March 20, 2014

{Trust and the Teenager}

Tonight Cassie (16 almost 17) came to me and asked what friends she is actually grounded from. I told her that she isn't necessarily grounded from friends. She just isn't allowed to go do anything since we don't trust her. I also told her that she has only been in our house for 3 weeks. There is no way you can earn someone's trust back in that amount of time.

She said we can see where she's at with Google+ (which I set up so that I knew she got to school) or the library which are the only 2 places she is really allowed to go. But that needs WiFi to work, and although her friends house might have WiFi that doesn't mean she will only go places with WiFi. Which make it pointless to look at the app.

Then she said that she could just text us where she's going (she has my old s3 and uses a texting app because it has no data attached to it). But she could easily lie about that and we would be none the wiser. Sorry. I'm not giving her that opportunity. And I told her that. She claims she wouldnt lie to us but I'm not that dumb lol.

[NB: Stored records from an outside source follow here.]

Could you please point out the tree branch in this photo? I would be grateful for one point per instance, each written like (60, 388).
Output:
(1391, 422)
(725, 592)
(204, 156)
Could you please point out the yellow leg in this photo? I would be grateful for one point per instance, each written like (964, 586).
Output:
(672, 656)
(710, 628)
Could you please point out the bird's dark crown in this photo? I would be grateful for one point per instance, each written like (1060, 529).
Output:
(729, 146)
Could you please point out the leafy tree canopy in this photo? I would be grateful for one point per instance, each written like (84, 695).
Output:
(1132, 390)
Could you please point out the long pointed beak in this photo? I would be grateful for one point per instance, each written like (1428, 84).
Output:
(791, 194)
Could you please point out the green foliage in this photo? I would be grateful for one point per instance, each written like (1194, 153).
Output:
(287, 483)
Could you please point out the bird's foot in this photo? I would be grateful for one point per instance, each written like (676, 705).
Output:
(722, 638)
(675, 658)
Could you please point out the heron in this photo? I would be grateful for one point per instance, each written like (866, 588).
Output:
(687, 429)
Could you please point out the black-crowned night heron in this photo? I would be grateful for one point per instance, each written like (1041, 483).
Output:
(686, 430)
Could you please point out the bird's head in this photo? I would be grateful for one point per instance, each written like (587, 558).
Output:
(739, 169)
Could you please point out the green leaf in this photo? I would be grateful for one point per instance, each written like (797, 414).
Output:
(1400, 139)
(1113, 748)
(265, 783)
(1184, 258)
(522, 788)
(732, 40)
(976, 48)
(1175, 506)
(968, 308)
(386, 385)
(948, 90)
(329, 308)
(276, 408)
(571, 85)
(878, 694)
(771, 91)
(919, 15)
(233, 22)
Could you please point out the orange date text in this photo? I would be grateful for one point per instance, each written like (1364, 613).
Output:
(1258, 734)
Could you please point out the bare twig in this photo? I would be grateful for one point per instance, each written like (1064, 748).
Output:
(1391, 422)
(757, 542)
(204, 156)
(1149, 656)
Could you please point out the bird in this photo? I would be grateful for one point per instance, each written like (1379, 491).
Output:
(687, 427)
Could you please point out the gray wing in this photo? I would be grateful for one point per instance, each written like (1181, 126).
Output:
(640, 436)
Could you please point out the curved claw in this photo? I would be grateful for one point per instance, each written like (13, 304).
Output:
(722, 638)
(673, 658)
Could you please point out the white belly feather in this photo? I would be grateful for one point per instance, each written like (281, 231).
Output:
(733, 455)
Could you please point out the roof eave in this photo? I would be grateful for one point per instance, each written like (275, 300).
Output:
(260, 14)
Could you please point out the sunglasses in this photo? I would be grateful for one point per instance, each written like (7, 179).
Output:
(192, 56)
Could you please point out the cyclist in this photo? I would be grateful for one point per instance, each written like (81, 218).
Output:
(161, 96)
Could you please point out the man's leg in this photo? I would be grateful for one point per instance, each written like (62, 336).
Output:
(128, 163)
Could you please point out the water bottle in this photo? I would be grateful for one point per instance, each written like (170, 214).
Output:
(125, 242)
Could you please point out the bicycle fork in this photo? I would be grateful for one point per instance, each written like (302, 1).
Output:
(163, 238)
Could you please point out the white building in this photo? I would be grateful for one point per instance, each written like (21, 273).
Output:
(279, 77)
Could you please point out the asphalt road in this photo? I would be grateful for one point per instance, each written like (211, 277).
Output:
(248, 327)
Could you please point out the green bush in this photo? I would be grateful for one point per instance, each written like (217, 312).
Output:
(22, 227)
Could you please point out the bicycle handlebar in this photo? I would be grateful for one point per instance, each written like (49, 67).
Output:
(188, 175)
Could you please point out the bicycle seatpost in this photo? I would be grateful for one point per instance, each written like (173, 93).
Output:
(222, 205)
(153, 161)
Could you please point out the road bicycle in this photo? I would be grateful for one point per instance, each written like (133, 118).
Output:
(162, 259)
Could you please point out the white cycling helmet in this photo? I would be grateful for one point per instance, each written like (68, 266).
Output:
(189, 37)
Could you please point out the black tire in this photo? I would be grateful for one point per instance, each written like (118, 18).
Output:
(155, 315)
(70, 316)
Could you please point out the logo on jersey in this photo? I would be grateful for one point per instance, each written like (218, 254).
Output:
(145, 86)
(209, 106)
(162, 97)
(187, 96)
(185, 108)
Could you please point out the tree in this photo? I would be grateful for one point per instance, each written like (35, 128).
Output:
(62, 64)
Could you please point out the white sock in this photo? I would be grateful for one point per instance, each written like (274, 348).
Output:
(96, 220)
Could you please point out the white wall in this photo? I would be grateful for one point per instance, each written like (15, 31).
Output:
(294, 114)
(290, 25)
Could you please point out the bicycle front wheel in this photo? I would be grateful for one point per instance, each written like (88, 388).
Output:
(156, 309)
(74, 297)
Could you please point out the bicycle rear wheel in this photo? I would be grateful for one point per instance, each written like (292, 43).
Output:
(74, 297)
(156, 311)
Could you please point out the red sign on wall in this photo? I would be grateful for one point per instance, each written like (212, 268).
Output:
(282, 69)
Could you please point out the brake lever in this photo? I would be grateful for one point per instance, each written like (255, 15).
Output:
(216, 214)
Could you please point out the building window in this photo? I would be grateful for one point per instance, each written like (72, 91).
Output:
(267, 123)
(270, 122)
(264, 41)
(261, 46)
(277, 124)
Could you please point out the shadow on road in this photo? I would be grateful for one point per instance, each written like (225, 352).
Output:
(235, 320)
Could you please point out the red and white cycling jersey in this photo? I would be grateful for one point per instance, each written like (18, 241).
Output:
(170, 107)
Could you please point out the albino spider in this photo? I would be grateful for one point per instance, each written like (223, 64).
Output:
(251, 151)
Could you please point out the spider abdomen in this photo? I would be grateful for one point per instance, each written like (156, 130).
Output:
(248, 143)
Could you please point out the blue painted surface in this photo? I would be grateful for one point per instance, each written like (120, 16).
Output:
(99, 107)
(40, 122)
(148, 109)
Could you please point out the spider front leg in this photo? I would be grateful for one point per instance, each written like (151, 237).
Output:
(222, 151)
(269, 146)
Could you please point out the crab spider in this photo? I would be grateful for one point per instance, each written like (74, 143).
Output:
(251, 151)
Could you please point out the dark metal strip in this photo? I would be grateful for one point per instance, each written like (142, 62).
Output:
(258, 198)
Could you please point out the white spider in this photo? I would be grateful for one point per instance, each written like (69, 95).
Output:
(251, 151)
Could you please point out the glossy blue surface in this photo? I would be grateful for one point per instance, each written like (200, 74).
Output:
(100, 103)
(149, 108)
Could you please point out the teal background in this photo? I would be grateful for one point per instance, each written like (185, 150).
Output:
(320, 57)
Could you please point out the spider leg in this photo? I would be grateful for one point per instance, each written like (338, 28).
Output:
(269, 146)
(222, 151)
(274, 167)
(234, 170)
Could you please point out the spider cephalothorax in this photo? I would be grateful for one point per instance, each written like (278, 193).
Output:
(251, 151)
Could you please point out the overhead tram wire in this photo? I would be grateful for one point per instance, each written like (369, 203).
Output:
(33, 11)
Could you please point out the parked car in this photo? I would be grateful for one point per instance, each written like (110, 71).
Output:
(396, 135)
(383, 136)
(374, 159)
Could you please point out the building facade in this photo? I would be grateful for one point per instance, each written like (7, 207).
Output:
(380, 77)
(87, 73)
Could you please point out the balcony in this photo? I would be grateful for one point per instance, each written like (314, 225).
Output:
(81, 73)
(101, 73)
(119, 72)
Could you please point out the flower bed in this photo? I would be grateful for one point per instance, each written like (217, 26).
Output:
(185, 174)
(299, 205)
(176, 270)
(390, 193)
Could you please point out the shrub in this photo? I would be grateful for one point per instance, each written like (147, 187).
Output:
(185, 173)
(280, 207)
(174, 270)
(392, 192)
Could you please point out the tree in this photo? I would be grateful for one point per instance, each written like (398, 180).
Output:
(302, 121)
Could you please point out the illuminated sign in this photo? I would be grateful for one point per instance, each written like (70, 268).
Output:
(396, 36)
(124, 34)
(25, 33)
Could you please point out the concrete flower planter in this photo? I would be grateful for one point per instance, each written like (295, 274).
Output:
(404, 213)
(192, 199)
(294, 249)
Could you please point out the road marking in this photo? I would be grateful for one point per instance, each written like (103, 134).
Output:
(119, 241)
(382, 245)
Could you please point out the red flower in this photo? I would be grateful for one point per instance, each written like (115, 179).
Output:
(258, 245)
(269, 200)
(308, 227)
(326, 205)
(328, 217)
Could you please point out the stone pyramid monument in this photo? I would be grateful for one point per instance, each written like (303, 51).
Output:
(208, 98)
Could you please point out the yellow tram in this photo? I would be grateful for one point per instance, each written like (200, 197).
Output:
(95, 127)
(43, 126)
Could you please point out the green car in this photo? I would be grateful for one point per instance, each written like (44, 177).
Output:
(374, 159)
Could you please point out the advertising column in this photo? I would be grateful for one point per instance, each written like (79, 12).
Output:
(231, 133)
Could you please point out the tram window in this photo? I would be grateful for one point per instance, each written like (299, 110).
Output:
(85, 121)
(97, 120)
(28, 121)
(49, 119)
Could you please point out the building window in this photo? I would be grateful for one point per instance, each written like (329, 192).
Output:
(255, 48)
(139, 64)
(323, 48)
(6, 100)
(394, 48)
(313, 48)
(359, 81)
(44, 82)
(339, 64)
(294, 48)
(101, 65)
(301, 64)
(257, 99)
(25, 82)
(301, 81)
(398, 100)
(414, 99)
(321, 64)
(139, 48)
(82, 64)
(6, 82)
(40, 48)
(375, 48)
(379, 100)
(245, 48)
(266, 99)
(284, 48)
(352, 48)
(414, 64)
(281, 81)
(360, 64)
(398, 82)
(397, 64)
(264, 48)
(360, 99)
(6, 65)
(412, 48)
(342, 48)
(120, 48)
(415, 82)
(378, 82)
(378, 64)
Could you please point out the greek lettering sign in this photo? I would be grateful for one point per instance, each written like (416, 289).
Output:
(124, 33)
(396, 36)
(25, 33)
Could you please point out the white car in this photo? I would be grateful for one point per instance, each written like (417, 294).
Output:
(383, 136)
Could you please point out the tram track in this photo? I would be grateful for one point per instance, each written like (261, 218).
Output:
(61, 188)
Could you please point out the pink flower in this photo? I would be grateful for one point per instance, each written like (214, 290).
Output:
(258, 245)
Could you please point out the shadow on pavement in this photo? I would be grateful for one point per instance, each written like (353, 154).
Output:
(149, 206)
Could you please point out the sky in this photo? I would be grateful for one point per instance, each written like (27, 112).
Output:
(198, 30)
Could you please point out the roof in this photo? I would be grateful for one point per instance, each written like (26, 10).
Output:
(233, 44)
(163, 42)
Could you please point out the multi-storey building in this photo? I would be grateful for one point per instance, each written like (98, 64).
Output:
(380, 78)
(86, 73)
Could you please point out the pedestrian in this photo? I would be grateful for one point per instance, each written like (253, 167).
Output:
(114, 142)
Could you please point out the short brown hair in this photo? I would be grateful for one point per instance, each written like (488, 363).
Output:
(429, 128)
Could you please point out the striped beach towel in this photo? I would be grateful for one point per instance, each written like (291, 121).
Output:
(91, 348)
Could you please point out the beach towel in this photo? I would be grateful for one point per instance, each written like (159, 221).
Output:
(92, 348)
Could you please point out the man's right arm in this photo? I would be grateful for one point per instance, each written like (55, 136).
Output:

She asked me how she can earn our trust if she isn't allowed to do anything. And honestly I don't think I will ever trust her completely. Its that old saying "fool me once same on you, fool me twice shame on me." I'm not about to have that drama.
We basically want her to spend this time bringing her grades up and focusing on getting back on track for next year and graduating. I don't want to constantly worry that she's going to end up shoplifting again. Or that she's out drinking and going to end up in a car wreck. Ya know? I know that's not very much fun, but she should have thought about that before all the bs that happened over the last year at her moms. Not to mention the hell she put us through when she was coming over all the time.

So my question for you is, how do we go about letting her earn our trust back? Or as much trust as we can since we will always have our guard up with her.